What is Observability? Metrics, Logs & Traces Explained

The short answer

Observability is the ability to understand the internal state of a system by examining its external outputs. In software engineering, those outputs are primarily metrics, logs, and traces — often called the three pillars of observability.

A system is observable if you can answer the question "what is happening and why?" without deploying new code or adding new instrumentation after something goes wrong.

Observability vs monitoring

Monitoring tells you when something is wrong. Observability tells you why. Monitoring is about checking known failure modes against predefined thresholds. Observability is about having enough data to investigate unknown failure modes — failures you did not anticipate when you set up your dashboards.

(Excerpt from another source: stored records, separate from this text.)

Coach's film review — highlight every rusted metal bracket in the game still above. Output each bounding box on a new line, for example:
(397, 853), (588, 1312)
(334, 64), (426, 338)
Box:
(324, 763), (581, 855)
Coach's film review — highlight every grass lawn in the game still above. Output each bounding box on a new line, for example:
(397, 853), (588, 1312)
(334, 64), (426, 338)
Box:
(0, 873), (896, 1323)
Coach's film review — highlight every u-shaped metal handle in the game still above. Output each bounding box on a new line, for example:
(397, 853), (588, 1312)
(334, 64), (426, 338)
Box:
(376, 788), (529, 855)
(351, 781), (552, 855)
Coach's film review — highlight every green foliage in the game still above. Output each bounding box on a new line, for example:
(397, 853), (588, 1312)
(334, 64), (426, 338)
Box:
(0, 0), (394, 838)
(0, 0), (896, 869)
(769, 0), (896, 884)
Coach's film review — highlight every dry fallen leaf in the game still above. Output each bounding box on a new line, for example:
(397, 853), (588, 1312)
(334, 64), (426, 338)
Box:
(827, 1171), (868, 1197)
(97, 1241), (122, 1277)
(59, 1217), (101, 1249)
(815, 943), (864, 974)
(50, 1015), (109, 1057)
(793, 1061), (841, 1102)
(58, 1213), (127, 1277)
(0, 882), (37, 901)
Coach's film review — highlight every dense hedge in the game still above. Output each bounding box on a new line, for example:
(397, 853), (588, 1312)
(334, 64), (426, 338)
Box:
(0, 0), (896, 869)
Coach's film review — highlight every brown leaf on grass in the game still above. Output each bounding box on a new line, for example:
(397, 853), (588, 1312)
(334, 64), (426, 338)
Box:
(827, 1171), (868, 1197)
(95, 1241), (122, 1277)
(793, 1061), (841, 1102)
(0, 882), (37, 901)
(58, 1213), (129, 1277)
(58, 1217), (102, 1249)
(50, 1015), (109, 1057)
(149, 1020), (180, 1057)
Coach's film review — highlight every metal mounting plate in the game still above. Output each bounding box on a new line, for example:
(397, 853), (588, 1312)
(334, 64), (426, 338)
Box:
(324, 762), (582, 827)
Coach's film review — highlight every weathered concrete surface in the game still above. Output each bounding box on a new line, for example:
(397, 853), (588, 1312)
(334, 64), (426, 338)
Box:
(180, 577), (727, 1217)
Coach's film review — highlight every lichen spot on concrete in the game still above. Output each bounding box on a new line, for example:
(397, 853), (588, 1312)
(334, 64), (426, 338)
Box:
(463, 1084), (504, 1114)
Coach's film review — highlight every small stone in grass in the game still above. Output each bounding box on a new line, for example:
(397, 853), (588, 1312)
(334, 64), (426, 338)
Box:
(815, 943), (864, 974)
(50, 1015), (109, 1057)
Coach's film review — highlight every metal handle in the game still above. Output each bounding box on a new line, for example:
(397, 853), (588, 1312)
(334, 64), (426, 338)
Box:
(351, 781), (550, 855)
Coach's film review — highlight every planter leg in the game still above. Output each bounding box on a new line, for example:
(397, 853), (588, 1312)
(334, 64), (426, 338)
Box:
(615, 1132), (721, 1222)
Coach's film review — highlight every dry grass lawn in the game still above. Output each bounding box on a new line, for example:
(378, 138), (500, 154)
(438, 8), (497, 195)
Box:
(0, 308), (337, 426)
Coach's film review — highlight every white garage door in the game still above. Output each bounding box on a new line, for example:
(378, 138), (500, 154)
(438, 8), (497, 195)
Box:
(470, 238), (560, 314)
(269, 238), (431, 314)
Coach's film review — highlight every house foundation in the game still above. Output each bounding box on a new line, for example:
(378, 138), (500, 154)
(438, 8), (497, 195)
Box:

In simple systems, monitoring is sufficient. In distributed systems with many services, databases, queues, and third-party dependencies, monitoring alone leaves too many blind spots. Observability fills those gaps.

Key distinction: Monitoring is reactive — you define what to watch for. Observability is exploratory — you have enough data to answer questions you did not think to ask in advance.

The three pillars

Metrics

Metrics are numeric measurements collected at regular intervals: CPU usage, request rate, error rate, latency percentiles. They are efficient to store and easy to alert on, but they aggregate information — a spike in p99 latency tells you something is slow, not which requests or why.

Common metric formats: Prometheus exposition format, StatsD, OpenTelemetry metrics.

Logs

Logs are timestamped records of discrete events. They contain rich context — request IDs, user IDs, error messages, stack traces — that metrics cannot capture. Logs are essential for debugging specific incidents but are expensive to store and slow to query at scale.

Structured logging (JSON rather than plain text) is now standard practice because it makes logs searchable and parseable by log aggregation platforms.

Traces

Traces follow a single request as it flows through a distributed system — from the user's browser through the API gateway, across multiple microservices, to the database and back. Each step is a "span" with its own timing and metadata. Together they form a trace that shows exactly where time was spent and where errors occurred.

Traces are the newest of the three pillars and the hardest to instrument, but they are the most powerful tool for diagnosing latency problems in microservice architectures.

OpenTelemetry

OpenTelemetry (OTel) is an open-source observability framework that provides standardized APIs, SDKs, and tooling for collecting metrics, logs, and traces. It is now the default instrumentation standard for most new systems, supported natively by Datadog, Grafana, Honeycomb, New Relic, and most other observability platforms.

Using OpenTelemetry means your instrumentation is vendor-neutral — you can switch backends without re-instrumenting your code.

Observability in practice

Achieving good observability is an iterative process. Most teams start with basic metrics and logging, add tracing when microservices make debugging too painful, and gradually improve the quality and coverage of their instrumentation based on what they actually need during incidents.

The most important question is not "do we have observability?" but "can we answer questions about our system's behavior when something goes wrong?"